Rabat, que controla a região, propõe um plano de autonomia sob a sua soberania, mas a Frente Polisario, que reclama um referendo de autodeterminação e que conta com o apoio da de Argélia, rejeita-o.

Todos os esforços de mediação da ONU, que conta com uma missão de paz (a MINURSO), foram até agora vãos e, a falta de solução, levam os detratores de Marrocos a acusaram o país de explorar em seu próprio benefício as riquezas do Sahara, um amplo território de apenas um milhão de habitantes.

Estas acusações, desmentidas por Rabat, centram-se até agora nos fosfatos, de que o reino é um dos principais produtores, e sobre a pesca, dado que o pescado abunda nas águas das costas saharauis.

Com a possibilidade de uma descoberta de petróleo, esta controvérsia — e o mesmo aconteceu no caso da recente renegociação do acordo de pesca Marrocos/EU — poderá reativar-se ainda com mais força, segundo os analistas consultados.

O anúncio de perfurações junto a Bojador, no âmbito de um acordo entre a Cairn, a norte-americana Kosmos Energy e o Instituto Nacional marroquino de hidrocarbonetos e minas (Onhym), implica "uma evolução muito preocupante", declara Erik Hagen, presidente da ONG Western Sahara Resource Watch (WSRW).

"O que fizerem as companhias petrolíferas complicará ainda mais a resolução do conflito. Marrocos não terá nenhum interesse numa solução negociada se se vier a descobrir petróleo", afirma.

Sem importantes reservas de hidrocarbonetos, o reino importa petróleo em grande volume para satisfazer as suas necessidades energéticas, apesar de um déficit público crónico (7,3% do PIB o ano passado).

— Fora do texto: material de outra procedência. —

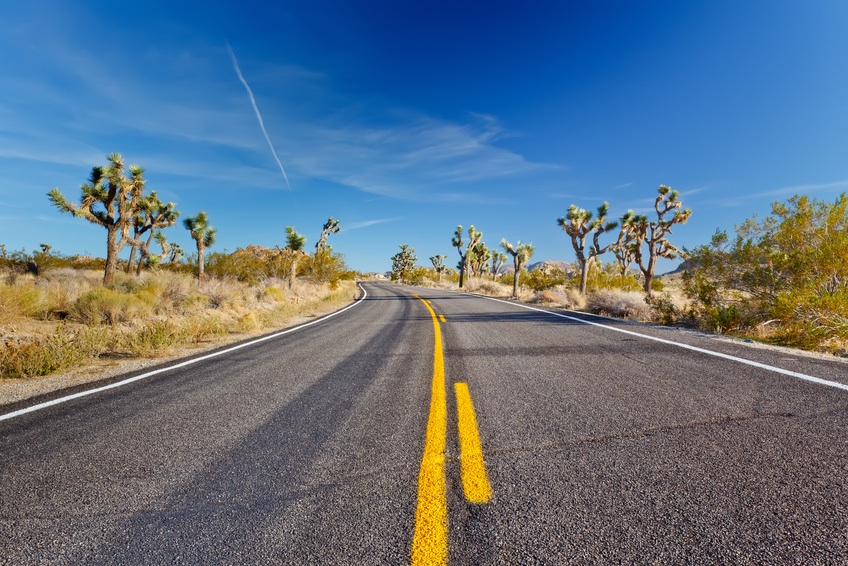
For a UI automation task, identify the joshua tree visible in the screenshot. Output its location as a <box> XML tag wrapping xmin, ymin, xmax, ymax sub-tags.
<box><xmin>430</xmin><ymin>254</ymin><xmax>447</xmax><ymax>283</ymax></box>
<box><xmin>468</xmin><ymin>241</ymin><xmax>491</xmax><ymax>279</ymax></box>
<box><xmin>48</xmin><ymin>153</ymin><xmax>148</xmax><ymax>285</ymax></box>
<box><xmin>557</xmin><ymin>201</ymin><xmax>623</xmax><ymax>295</ymax></box>
<box><xmin>184</xmin><ymin>211</ymin><xmax>216</xmax><ymax>281</ymax></box>
<box><xmin>612</xmin><ymin>210</ymin><xmax>640</xmax><ymax>277</ymax></box>
<box><xmin>284</xmin><ymin>226</ymin><xmax>307</xmax><ymax>288</ymax></box>
<box><xmin>315</xmin><ymin>216</ymin><xmax>340</xmax><ymax>252</ymax></box>
<box><xmin>501</xmin><ymin>239</ymin><xmax>534</xmax><ymax>297</ymax></box>
<box><xmin>491</xmin><ymin>251</ymin><xmax>507</xmax><ymax>280</ymax></box>
<box><xmin>627</xmin><ymin>185</ymin><xmax>692</xmax><ymax>294</ymax></box>
<box><xmin>127</xmin><ymin>191</ymin><xmax>179</xmax><ymax>275</ymax></box>
<box><xmin>168</xmin><ymin>243</ymin><xmax>184</xmax><ymax>264</ymax></box>
<box><xmin>452</xmin><ymin>224</ymin><xmax>482</xmax><ymax>288</ymax></box>
<box><xmin>391</xmin><ymin>244</ymin><xmax>417</xmax><ymax>284</ymax></box>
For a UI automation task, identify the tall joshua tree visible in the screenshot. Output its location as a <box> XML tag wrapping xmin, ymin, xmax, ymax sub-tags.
<box><xmin>452</xmin><ymin>224</ymin><xmax>482</xmax><ymax>288</ymax></box>
<box><xmin>48</xmin><ymin>153</ymin><xmax>147</xmax><ymax>285</ymax></box>
<box><xmin>184</xmin><ymin>211</ymin><xmax>216</xmax><ymax>281</ymax></box>
<box><xmin>501</xmin><ymin>239</ymin><xmax>534</xmax><ymax>297</ymax></box>
<box><xmin>627</xmin><ymin>185</ymin><xmax>692</xmax><ymax>294</ymax></box>
<box><xmin>557</xmin><ymin>201</ymin><xmax>622</xmax><ymax>295</ymax></box>
<box><xmin>127</xmin><ymin>191</ymin><xmax>179</xmax><ymax>275</ymax></box>
<box><xmin>285</xmin><ymin>225</ymin><xmax>307</xmax><ymax>288</ymax></box>
<box><xmin>430</xmin><ymin>254</ymin><xmax>447</xmax><ymax>283</ymax></box>
<box><xmin>315</xmin><ymin>216</ymin><xmax>340</xmax><ymax>252</ymax></box>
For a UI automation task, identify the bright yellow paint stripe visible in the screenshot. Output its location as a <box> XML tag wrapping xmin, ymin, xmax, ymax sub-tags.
<box><xmin>411</xmin><ymin>296</ymin><xmax>448</xmax><ymax>566</ymax></box>
<box><xmin>439</xmin><ymin>314</ymin><xmax>447</xmax><ymax>323</ymax></box>
<box><xmin>454</xmin><ymin>382</ymin><xmax>492</xmax><ymax>503</ymax></box>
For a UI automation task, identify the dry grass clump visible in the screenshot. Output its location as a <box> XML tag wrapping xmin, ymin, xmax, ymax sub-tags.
<box><xmin>586</xmin><ymin>289</ymin><xmax>654</xmax><ymax>320</ymax></box>
<box><xmin>70</xmin><ymin>287</ymin><xmax>156</xmax><ymax>324</ymax></box>
<box><xmin>0</xmin><ymin>269</ymin><xmax>357</xmax><ymax>380</ymax></box>
<box><xmin>0</xmin><ymin>324</ymin><xmax>110</xmax><ymax>380</ymax></box>
<box><xmin>464</xmin><ymin>278</ymin><xmax>513</xmax><ymax>297</ymax></box>
<box><xmin>532</xmin><ymin>288</ymin><xmax>587</xmax><ymax>310</ymax></box>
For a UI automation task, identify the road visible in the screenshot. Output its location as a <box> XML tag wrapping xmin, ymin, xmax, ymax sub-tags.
<box><xmin>1</xmin><ymin>281</ymin><xmax>847</xmax><ymax>564</ymax></box>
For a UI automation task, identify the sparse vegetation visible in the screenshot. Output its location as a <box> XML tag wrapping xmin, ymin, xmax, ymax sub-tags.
<box><xmin>0</xmin><ymin>267</ymin><xmax>357</xmax><ymax>380</ymax></box>
<box><xmin>684</xmin><ymin>193</ymin><xmax>848</xmax><ymax>352</ymax></box>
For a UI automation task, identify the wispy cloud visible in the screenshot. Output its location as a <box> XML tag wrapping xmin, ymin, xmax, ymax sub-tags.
<box><xmin>227</xmin><ymin>43</ymin><xmax>291</xmax><ymax>190</ymax></box>
<box><xmin>753</xmin><ymin>180</ymin><xmax>848</xmax><ymax>199</ymax></box>
<box><xmin>345</xmin><ymin>217</ymin><xmax>403</xmax><ymax>231</ymax></box>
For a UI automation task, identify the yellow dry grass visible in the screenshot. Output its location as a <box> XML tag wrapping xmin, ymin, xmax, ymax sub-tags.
<box><xmin>0</xmin><ymin>268</ymin><xmax>357</xmax><ymax>382</ymax></box>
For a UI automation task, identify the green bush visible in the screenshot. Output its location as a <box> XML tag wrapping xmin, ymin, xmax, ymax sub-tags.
<box><xmin>684</xmin><ymin>193</ymin><xmax>848</xmax><ymax>350</ymax></box>
<box><xmin>524</xmin><ymin>268</ymin><xmax>567</xmax><ymax>291</ymax></box>
<box><xmin>70</xmin><ymin>287</ymin><xmax>154</xmax><ymax>325</ymax></box>
<box><xmin>0</xmin><ymin>324</ymin><xmax>109</xmax><ymax>379</ymax></box>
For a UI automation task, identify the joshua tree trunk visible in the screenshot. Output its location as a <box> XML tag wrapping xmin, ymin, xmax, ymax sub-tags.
<box><xmin>512</xmin><ymin>267</ymin><xmax>519</xmax><ymax>297</ymax></box>
<box><xmin>642</xmin><ymin>256</ymin><xmax>658</xmax><ymax>294</ymax></box>
<box><xmin>104</xmin><ymin>226</ymin><xmax>120</xmax><ymax>286</ymax></box>
<box><xmin>579</xmin><ymin>258</ymin><xmax>590</xmax><ymax>295</ymax></box>
<box><xmin>197</xmin><ymin>242</ymin><xmax>206</xmax><ymax>282</ymax></box>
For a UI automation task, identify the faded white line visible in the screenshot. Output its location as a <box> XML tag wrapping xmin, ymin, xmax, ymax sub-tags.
<box><xmin>0</xmin><ymin>285</ymin><xmax>369</xmax><ymax>422</ymax></box>
<box><xmin>477</xmin><ymin>294</ymin><xmax>848</xmax><ymax>393</ymax></box>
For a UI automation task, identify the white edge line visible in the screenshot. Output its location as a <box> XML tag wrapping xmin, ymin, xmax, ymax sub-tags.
<box><xmin>0</xmin><ymin>284</ymin><xmax>369</xmax><ymax>423</ymax></box>
<box><xmin>473</xmin><ymin>293</ymin><xmax>848</xmax><ymax>393</ymax></box>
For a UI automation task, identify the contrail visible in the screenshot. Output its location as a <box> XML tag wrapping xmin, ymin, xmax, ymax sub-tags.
<box><xmin>227</xmin><ymin>43</ymin><xmax>291</xmax><ymax>190</ymax></box>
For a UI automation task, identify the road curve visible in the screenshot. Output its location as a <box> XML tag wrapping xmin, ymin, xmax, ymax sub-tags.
<box><xmin>1</xmin><ymin>281</ymin><xmax>847</xmax><ymax>564</ymax></box>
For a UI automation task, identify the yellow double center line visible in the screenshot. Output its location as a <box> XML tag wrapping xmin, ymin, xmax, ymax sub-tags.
<box><xmin>410</xmin><ymin>294</ymin><xmax>490</xmax><ymax>565</ymax></box>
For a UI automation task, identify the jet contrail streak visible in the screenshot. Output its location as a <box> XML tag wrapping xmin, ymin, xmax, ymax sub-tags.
<box><xmin>227</xmin><ymin>43</ymin><xmax>291</xmax><ymax>190</ymax></box>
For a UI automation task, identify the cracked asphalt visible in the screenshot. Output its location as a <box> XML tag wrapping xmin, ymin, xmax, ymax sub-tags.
<box><xmin>1</xmin><ymin>282</ymin><xmax>847</xmax><ymax>564</ymax></box>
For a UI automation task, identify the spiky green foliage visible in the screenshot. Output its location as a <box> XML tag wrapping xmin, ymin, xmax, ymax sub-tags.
<box><xmin>284</xmin><ymin>226</ymin><xmax>308</xmax><ymax>288</ymax></box>
<box><xmin>47</xmin><ymin>153</ymin><xmax>149</xmax><ymax>285</ymax></box>
<box><xmin>391</xmin><ymin>244</ymin><xmax>417</xmax><ymax>284</ymax></box>
<box><xmin>127</xmin><ymin>191</ymin><xmax>179</xmax><ymax>275</ymax></box>
<box><xmin>625</xmin><ymin>185</ymin><xmax>692</xmax><ymax>294</ymax></box>
<box><xmin>557</xmin><ymin>201</ymin><xmax>621</xmax><ymax>295</ymax></box>
<box><xmin>286</xmin><ymin>226</ymin><xmax>307</xmax><ymax>251</ymax></box>
<box><xmin>452</xmin><ymin>225</ymin><xmax>482</xmax><ymax>288</ymax></box>
<box><xmin>430</xmin><ymin>254</ymin><xmax>447</xmax><ymax>282</ymax></box>
<box><xmin>315</xmin><ymin>216</ymin><xmax>340</xmax><ymax>251</ymax></box>
<box><xmin>490</xmin><ymin>251</ymin><xmax>507</xmax><ymax>280</ymax></box>
<box><xmin>501</xmin><ymin>239</ymin><xmax>534</xmax><ymax>297</ymax></box>
<box><xmin>468</xmin><ymin>241</ymin><xmax>491</xmax><ymax>278</ymax></box>
<box><xmin>183</xmin><ymin>211</ymin><xmax>216</xmax><ymax>281</ymax></box>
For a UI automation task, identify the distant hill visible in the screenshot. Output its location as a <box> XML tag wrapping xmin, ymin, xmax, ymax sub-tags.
<box><xmin>498</xmin><ymin>259</ymin><xmax>575</xmax><ymax>275</ymax></box>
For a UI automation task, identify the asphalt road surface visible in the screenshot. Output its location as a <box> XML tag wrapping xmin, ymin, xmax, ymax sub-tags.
<box><xmin>2</xmin><ymin>281</ymin><xmax>847</xmax><ymax>564</ymax></box>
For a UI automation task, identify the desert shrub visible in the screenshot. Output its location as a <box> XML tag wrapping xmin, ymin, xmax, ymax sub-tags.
<box><xmin>200</xmin><ymin>278</ymin><xmax>246</xmax><ymax>310</ymax></box>
<box><xmin>302</xmin><ymin>250</ymin><xmax>352</xmax><ymax>288</ymax></box>
<box><xmin>585</xmin><ymin>261</ymin><xmax>642</xmax><ymax>292</ymax></box>
<box><xmin>117</xmin><ymin>319</ymin><xmax>182</xmax><ymax>356</ymax></box>
<box><xmin>0</xmin><ymin>281</ymin><xmax>45</xmax><ymax>322</ymax></box>
<box><xmin>0</xmin><ymin>324</ymin><xmax>109</xmax><ymax>379</ymax></box>
<box><xmin>644</xmin><ymin>292</ymin><xmax>684</xmax><ymax>326</ymax></box>
<box><xmin>525</xmin><ymin>268</ymin><xmax>567</xmax><ymax>292</ymax></box>
<box><xmin>465</xmin><ymin>278</ymin><xmax>511</xmax><ymax>297</ymax></box>
<box><xmin>262</xmin><ymin>286</ymin><xmax>286</xmax><ymax>303</ymax></box>
<box><xmin>685</xmin><ymin>194</ymin><xmax>848</xmax><ymax>349</ymax></box>
<box><xmin>70</xmin><ymin>287</ymin><xmax>154</xmax><ymax>325</ymax></box>
<box><xmin>587</xmin><ymin>289</ymin><xmax>653</xmax><ymax>320</ymax></box>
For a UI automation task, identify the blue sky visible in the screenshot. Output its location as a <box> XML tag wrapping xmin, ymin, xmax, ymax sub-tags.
<box><xmin>1</xmin><ymin>1</ymin><xmax>847</xmax><ymax>274</ymax></box>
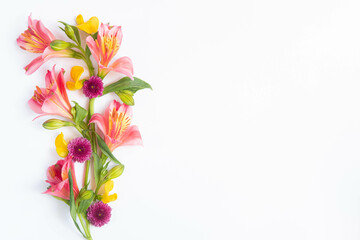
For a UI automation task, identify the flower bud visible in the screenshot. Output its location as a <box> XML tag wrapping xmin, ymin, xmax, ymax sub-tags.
<box><xmin>50</xmin><ymin>40</ymin><xmax>72</xmax><ymax>51</ymax></box>
<box><xmin>117</xmin><ymin>90</ymin><xmax>134</xmax><ymax>106</ymax></box>
<box><xmin>65</xmin><ymin>24</ymin><xmax>76</xmax><ymax>42</ymax></box>
<box><xmin>78</xmin><ymin>190</ymin><xmax>94</xmax><ymax>201</ymax></box>
<box><xmin>105</xmin><ymin>164</ymin><xmax>124</xmax><ymax>180</ymax></box>
<box><xmin>43</xmin><ymin>119</ymin><xmax>74</xmax><ymax>130</ymax></box>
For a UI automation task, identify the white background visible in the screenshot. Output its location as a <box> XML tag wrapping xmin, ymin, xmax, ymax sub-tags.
<box><xmin>1</xmin><ymin>0</ymin><xmax>360</xmax><ymax>239</ymax></box>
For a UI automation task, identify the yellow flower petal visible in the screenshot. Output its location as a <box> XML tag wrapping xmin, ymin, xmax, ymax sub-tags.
<box><xmin>76</xmin><ymin>14</ymin><xmax>84</xmax><ymax>25</ymax></box>
<box><xmin>101</xmin><ymin>193</ymin><xmax>117</xmax><ymax>204</ymax></box>
<box><xmin>55</xmin><ymin>132</ymin><xmax>68</xmax><ymax>158</ymax></box>
<box><xmin>71</xmin><ymin>66</ymin><xmax>84</xmax><ymax>82</ymax></box>
<box><xmin>66</xmin><ymin>66</ymin><xmax>84</xmax><ymax>91</ymax></box>
<box><xmin>100</xmin><ymin>180</ymin><xmax>117</xmax><ymax>203</ymax></box>
<box><xmin>77</xmin><ymin>16</ymin><xmax>99</xmax><ymax>34</ymax></box>
<box><xmin>108</xmin><ymin>193</ymin><xmax>117</xmax><ymax>202</ymax></box>
<box><xmin>104</xmin><ymin>180</ymin><xmax>114</xmax><ymax>193</ymax></box>
<box><xmin>66</xmin><ymin>81</ymin><xmax>77</xmax><ymax>91</ymax></box>
<box><xmin>75</xmin><ymin>80</ymin><xmax>84</xmax><ymax>89</ymax></box>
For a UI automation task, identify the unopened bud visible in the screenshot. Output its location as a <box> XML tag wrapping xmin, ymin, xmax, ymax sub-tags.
<box><xmin>106</xmin><ymin>164</ymin><xmax>124</xmax><ymax>180</ymax></box>
<box><xmin>65</xmin><ymin>25</ymin><xmax>76</xmax><ymax>42</ymax></box>
<box><xmin>117</xmin><ymin>90</ymin><xmax>134</xmax><ymax>106</ymax></box>
<box><xmin>50</xmin><ymin>40</ymin><xmax>72</xmax><ymax>51</ymax></box>
<box><xmin>43</xmin><ymin>119</ymin><xmax>74</xmax><ymax>130</ymax></box>
<box><xmin>78</xmin><ymin>190</ymin><xmax>94</xmax><ymax>201</ymax></box>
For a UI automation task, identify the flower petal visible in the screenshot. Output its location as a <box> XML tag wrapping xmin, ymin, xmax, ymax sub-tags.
<box><xmin>109</xmin><ymin>57</ymin><xmax>134</xmax><ymax>79</ymax></box>
<box><xmin>44</xmin><ymin>180</ymin><xmax>70</xmax><ymax>200</ymax></box>
<box><xmin>71</xmin><ymin>66</ymin><xmax>84</xmax><ymax>82</ymax></box>
<box><xmin>66</xmin><ymin>81</ymin><xmax>77</xmax><ymax>91</ymax></box>
<box><xmin>101</xmin><ymin>193</ymin><xmax>117</xmax><ymax>203</ymax></box>
<box><xmin>76</xmin><ymin>14</ymin><xmax>84</xmax><ymax>25</ymax></box>
<box><xmin>104</xmin><ymin>180</ymin><xmax>114</xmax><ymax>193</ymax></box>
<box><xmin>119</xmin><ymin>125</ymin><xmax>143</xmax><ymax>146</ymax></box>
<box><xmin>77</xmin><ymin>16</ymin><xmax>99</xmax><ymax>34</ymax></box>
<box><xmin>86</xmin><ymin>36</ymin><xmax>100</xmax><ymax>63</ymax></box>
<box><xmin>89</xmin><ymin>113</ymin><xmax>108</xmax><ymax>136</ymax></box>
<box><xmin>24</xmin><ymin>56</ymin><xmax>45</xmax><ymax>75</ymax></box>
<box><xmin>55</xmin><ymin>132</ymin><xmax>68</xmax><ymax>158</ymax></box>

A Kosmos Energy, por seu lado, assegura atuar de forma "ética", em conformidade com a lei internacional, e realça que a descoberta de petróleo teria um efeito positivo sobre a população saharaui.

"As transferências do Estado para o Sahara são já amplamente superiores às receitas saídas dessas províncias ", disse à AFP o  ex-ministro marroquino das Finanças, Nizar Baraka.

"Vontade da população"

Nomeado pelo rei o ano passado para o cargo de presidente do Conselho Económico, Social e do Meio-Ambiente (CESE), Baraka acaba de apresentar um "modelo de desenvolvimento" para a região, que prevê investimentos da ordem dos 13 mil milhões de euros em 10 anos, e um maior envolvimento do sector privado.

A nível energético, o CESE propõe levar a cabo projetos eólicos na região, fustigada por muito vento.
 
A "vontade da população" é reprimida e amordaçada...

Sobre a questão da legalidade internacional destes projetos, um alto responsável da ONU, Hans Corell, concluiu nos anos 2000 que as explorações não devem "iniciar-se contra os interesses e a vontade da população".


Mas se efetivamente for encontrado petróleo "isso provocaria uma serie de perguntas sobre a forma de explorar e assegurar-se de que a população saharaui beneficie", assegura um diplomata em Rabat.

Para Francesco Bastalgi, ex-representante especial da ONU para o Sahara Ocidental, "as companhias petrolíferas, em vez de investir desde já, deveriam pressionar os seus governos para que façam um esforço real para solucionar o estatuto da região". De momento, a exploração de recursos "faz-se fora da lei internacional", considera.

Jon Marks, perito do Magrebe e especialista de questões energéticas, considera que as últimas conclusões de contratos são um êxito para Marrocos.

"O facto da Kosmos ter conseguido convencer grupo petroleiro como a Carin em comprometer-se (...) mostra que o negocio no Sahara já não é considerado tanto como um produto tóxico", adianta.